Davydov v. Mammina

“Local zoning boards have broad discretion in considering applications for variances, and judicial review is limited to determining whether the action taken by the board was illegal, arbitrary or an abuse of discretion” (Matter of Ifrah v Utschig, 98 NY2d 304, 308 [2002]; see Matter of Halperin v City of New Rochelle, 24 AD3d 768, 771 [2005]). Thus, the determination of a zoning board should be sustained upon judicial review if it is not illegal, has a rational basis, and is not arbitrary and capricious (see Matter of Sasso v Osgood, 86 NY2d 374, 384 and n 2 [1995]).

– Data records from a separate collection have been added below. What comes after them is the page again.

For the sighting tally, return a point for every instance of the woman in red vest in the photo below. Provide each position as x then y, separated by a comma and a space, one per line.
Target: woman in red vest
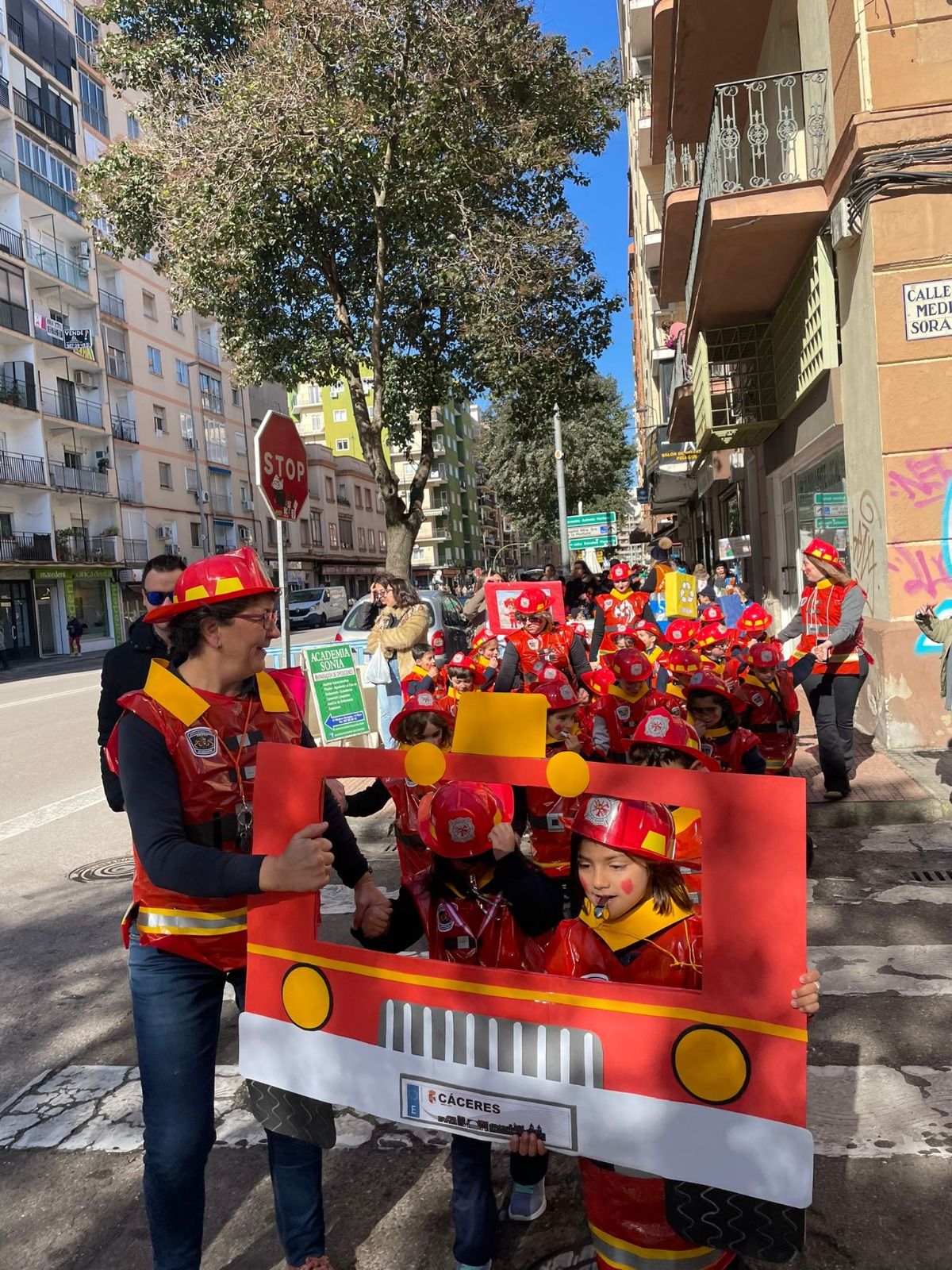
831, 626
187, 747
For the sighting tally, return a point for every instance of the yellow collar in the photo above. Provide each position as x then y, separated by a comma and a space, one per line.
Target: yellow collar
638, 925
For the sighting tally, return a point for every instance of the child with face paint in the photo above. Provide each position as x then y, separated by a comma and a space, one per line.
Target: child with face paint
480, 903
636, 926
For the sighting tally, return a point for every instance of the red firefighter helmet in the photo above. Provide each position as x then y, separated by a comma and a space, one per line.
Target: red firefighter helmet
456, 819
628, 666
820, 550
659, 728
681, 632
763, 657
644, 829
532, 602
682, 660
754, 619
715, 633
234, 575
422, 702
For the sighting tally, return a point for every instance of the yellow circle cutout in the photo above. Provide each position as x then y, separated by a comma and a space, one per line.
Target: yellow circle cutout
306, 997
568, 774
424, 764
711, 1064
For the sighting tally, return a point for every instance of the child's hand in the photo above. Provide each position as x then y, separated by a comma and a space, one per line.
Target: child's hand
806, 999
503, 840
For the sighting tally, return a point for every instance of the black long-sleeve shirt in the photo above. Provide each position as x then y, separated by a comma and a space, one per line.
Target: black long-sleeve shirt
535, 899
150, 787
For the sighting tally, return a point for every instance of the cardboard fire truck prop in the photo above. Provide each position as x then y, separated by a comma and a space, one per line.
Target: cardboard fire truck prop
704, 1086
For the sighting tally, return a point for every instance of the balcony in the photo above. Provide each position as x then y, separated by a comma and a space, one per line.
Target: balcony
125, 429
32, 183
25, 546
65, 406
41, 120
21, 469
112, 305
56, 266
118, 366
80, 480
762, 198
682, 178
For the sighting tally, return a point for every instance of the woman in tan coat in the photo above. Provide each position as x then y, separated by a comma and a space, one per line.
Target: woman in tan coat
403, 622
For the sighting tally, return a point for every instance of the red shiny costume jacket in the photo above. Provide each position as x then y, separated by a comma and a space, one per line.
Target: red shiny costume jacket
206, 736
772, 717
474, 929
621, 609
626, 1214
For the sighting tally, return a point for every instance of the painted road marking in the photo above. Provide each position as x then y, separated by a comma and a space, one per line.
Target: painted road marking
51, 812
50, 696
867, 1111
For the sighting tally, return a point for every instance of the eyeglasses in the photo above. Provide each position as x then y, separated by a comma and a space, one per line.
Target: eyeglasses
270, 618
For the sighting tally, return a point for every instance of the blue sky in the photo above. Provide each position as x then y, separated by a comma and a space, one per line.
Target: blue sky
602, 205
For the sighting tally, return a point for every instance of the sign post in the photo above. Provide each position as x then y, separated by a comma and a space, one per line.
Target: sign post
281, 475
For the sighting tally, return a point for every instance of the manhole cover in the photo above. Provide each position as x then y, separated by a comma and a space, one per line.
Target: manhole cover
105, 870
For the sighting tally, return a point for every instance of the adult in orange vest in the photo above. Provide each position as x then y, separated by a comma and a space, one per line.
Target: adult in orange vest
831, 626
186, 749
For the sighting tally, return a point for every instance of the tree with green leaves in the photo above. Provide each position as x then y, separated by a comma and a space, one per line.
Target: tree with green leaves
518, 451
367, 183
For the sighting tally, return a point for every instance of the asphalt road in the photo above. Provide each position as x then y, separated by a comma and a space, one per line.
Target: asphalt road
881, 1089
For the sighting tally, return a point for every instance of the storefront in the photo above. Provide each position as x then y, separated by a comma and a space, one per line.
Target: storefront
89, 594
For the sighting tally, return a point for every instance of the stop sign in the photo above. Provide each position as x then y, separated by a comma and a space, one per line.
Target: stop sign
281, 467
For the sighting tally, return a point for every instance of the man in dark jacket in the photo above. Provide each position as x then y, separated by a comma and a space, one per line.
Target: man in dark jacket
126, 666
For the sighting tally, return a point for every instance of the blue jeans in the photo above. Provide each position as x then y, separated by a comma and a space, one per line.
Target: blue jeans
175, 1013
475, 1213
390, 702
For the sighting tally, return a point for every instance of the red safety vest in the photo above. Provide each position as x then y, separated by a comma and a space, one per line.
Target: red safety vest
202, 732
820, 610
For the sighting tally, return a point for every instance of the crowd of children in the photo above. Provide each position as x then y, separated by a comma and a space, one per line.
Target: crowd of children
583, 887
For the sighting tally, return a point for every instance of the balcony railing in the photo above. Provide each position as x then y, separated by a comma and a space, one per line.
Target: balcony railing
135, 550
44, 122
21, 469
50, 260
63, 406
765, 133
112, 305
125, 429
682, 165
25, 546
48, 194
83, 480
118, 366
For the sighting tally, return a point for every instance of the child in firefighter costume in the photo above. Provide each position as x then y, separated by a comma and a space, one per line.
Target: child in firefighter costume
636, 926
482, 903
541, 639
186, 749
423, 718
621, 607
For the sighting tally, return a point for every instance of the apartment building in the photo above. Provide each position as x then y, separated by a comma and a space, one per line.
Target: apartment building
791, 302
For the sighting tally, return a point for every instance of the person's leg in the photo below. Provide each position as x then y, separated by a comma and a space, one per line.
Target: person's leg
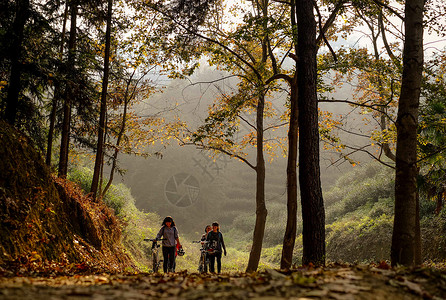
171, 265
165, 258
218, 256
211, 263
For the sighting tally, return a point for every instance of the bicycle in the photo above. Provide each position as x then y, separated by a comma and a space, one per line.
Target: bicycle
156, 261
204, 260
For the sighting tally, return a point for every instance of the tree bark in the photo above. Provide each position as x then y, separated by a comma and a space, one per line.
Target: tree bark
103, 110
15, 53
404, 241
313, 214
49, 148
261, 211
289, 238
69, 94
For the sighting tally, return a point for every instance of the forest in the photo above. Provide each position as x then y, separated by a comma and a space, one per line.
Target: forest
312, 131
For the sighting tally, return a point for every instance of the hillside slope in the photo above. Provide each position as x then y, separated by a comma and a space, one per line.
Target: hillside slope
44, 220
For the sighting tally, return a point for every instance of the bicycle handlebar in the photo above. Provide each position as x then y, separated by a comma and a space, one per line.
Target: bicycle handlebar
155, 240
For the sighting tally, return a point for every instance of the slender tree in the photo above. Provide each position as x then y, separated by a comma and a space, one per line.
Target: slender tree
56, 95
313, 213
103, 111
404, 238
15, 52
69, 93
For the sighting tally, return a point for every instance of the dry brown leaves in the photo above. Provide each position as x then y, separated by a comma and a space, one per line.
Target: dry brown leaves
333, 282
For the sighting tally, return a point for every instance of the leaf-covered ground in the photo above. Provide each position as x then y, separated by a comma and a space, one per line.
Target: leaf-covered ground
332, 282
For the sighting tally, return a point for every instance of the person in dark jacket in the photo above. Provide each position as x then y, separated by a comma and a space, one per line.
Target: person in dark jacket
169, 233
217, 246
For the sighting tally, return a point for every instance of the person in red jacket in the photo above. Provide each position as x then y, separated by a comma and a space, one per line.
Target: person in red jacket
216, 246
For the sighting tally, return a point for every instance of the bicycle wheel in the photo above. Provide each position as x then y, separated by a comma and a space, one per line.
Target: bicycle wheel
155, 262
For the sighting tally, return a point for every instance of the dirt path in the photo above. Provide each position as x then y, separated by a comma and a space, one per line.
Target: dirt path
337, 282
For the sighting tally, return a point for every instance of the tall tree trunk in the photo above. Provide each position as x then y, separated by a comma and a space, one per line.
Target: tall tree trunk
403, 250
56, 97
261, 211
289, 237
313, 214
103, 111
120, 134
69, 94
15, 53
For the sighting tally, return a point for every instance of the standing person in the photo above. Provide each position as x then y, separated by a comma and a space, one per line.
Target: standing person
169, 232
206, 231
203, 239
215, 239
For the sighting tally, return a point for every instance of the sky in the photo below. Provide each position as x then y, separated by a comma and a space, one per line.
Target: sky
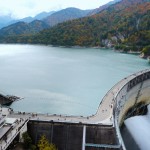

*679Pursuant to Town Law § 267-b (3), in determining whether to grant an application for an area variance, a town’s zoning board must weigh the benefit to the applicant against the detriment to the health, safety, and welfare of the neighborhood or community if the variance is granted (see Matter of Pecoraro v Board of Appeals of Town of Hempstead, 2 NY3d 608, 612 [2004]). This inquiry includes a consideration of, inter alia, (1) whether the granting of the area variance will produce an undesirable change in the character of the neighborhood or a detriment to nearby properties; (2) whether the benefit sought by the applicant can be achieved by some method, feasible to the applicant, other than an area variance; (3) whether the requested area variance is substantial; (4) whether the granting of the proposed variance will have an adverse effect or impact on the physical environmental conditions in the neighborhood or district; and (5) whether the alleged difficulty was self-created (see Town Law § 267-b [3] [b]; Matter of Sasso v Osgood, 86 NY2d at 382; Matter of Merlotto v Town of Patterson Zoning Bd. of Appeals, 43 AD3d 926, 928-929 [2007]).

Here, the denial of the petitioner’s application for area variances was neither arbitrary and capricious nor an abuse of discretion in light of, inter alia, the findings by the Board of Zoning Appeals of the Town of North Hempstead (hereinafter the Board), based on the record, that the granting of the petitioner’s application would result in a detrimental change in the character of the neighborhood, that the requested variances were substantial, and that the petitioner’s claimed hardship was self-created (see Matter of Pecoraro v Board of Appeals of Town of Hempstead, 2 NY3d 608 [2004]; Matter of Qing Dong v Mammina, 84 AD3d 820, 821 [2011]; Matter of Frank v Zoning Bd. of Town of Yorktown, 82 AD3d 764, 765 [2011]; Matter of Kaiser v Town of Islip Zoning Bd. of Appeals, 74 AD3d 1203, 1205 [2010]). The Board also was entitled to consider, as a factor in its determination, the precedential effect of its decision, and the impact of its decision upon the “effectiveness of the zoning ordinance” (Matter of Genser v Board of Zoning & Appeals of Town of N. Hempstead, 65 AD3d 1144, 1147 [2009]).

Further, although “ ‘a [determination] of an administrative agency which neither adheres to its . . . prior precedent nor [sets forth] its reasons for reaching a different result on essentially the same facts is arbitrary and capricious’ ” (Matter of London v Zoning Bd. of Appeals of Town of Huntington, 49 AD3d 739, 740 [2008], quoting Matter of Tall Trees Constr. Corp. v Zoning Bd. of Appeals of Town of Huntington, 97 NY2d 86, 93 [2001]), here, the hearing evidence established that the circum*680stances of the prior variances granted by the Board were not substantially similar to those of the instant case. Therefore, those prior matters “did not constitute a precedent from which the [Board] was required to explain a departure” (Matter of Kaiser v Town of Islip Zoning Bd. of Appeals, 74 AD3d at 1205; see Matter of London v Zoning Bd. of Appeals of Town of Huntington, 49 AD3d at 740; Matter of Conversions for Real Estate, LLC v Zoning Bd. of Appeals of Inc. Vil. of Roslyn, 31 AD3d 635 [2006]).

Accordingly, the Supreme Court did not err in denying the petition and dismissing the proceeding. Dickerson, J.P., Chambers, Austin and Miller, JJ., concur.